Brazilian communications satellite

Brasilsat B3 is a Brazilian communications satellite. It was launched on 4 February 1998 by an Ariane 44LP carrier rocket, as part of a dual-payload launch with Inmarsat-3 F5. It was built by Hughes Aircraft, based on the HS-376 satellite bus. It operates by Star One, a subsidiary of Embratel.

==Objectives==
The Brasilsat B3 was launched to meet the great demand of the Brazilian market and to bring satellite communication to some cities in the Amazon Region, which still did not have access to satellite services; these locations were for the first time connected to Brazil and the world. In addition, the B3 unveiled the Brasilsat B2, which has now been used in open or pay-TV broadcasts, telephony services and data transmission.

==History==
Brasilsat is the name of a group of Brazilian satellites destined to provide communications via satellites, mainly to Brazil. In February 1998, the Brasilsat B3 satellite was launched, currently located at 92 degrees west longitude, in an inclined orbit where it meets the growing demand for telephony from several operators, mainly in the interior of Brazil. The satellite is one of the pioneers to transmit digital signal, with 100% of the programming being displayed in the new system. Brasilsat B3 coverage is national and the channels that were broadcast by the satellite were mostly free to air.
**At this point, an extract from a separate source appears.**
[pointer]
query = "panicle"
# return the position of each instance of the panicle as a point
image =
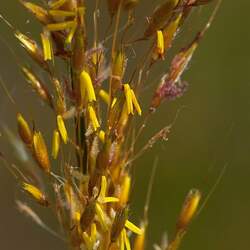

Brasilsat B3 was the third satellite launched from Brazil's second generation of communications satellites, which are the result of joint engineering and manufacturing efforts in the US and Brazil. The new series of satellites was called "Brasilsat B'. Embratel, a Brazilian telecommunications company, signed a contract in August 1990 for the construction of the first two satellites of the series, Brasilsat B1 and Brasilsat B2. In December 1995, with new satellites in orbit and unable to meet customer demand, Embratel decided to launch a third satellite, Brasilsat B3. The fourth and last satellite of the series, Brasilsat B4, was ordered in June 1998. Brasilsat B3 was operated directly by Embratel until the end of 2000, when Star One, a subsidiary of that company was formed and assigned to manage the former fleet of Embratel satellites.

After the satellite was launched in February 1998, it was placed in the orbital position of 65 degrees west longitude for testing, where it remained until April of the same year when it was moved to 84 degrees west, remained until August 2008, when it was transferred to 75 degrees west and Brasilsat B3 remained in this position in normal geostationary orbit until April 2012, when it was placed in inclined orbit. The satellite was moved to 92 degrees west in January 2013, where it remains currently in inclined orbit.

Its replacement in the orbital position of 75 degrees west to continue with the radio and TV broadcasts was the Star One C3 satellite, which was launched in late 2012, and is covering Brazil and neighboring countries in South America.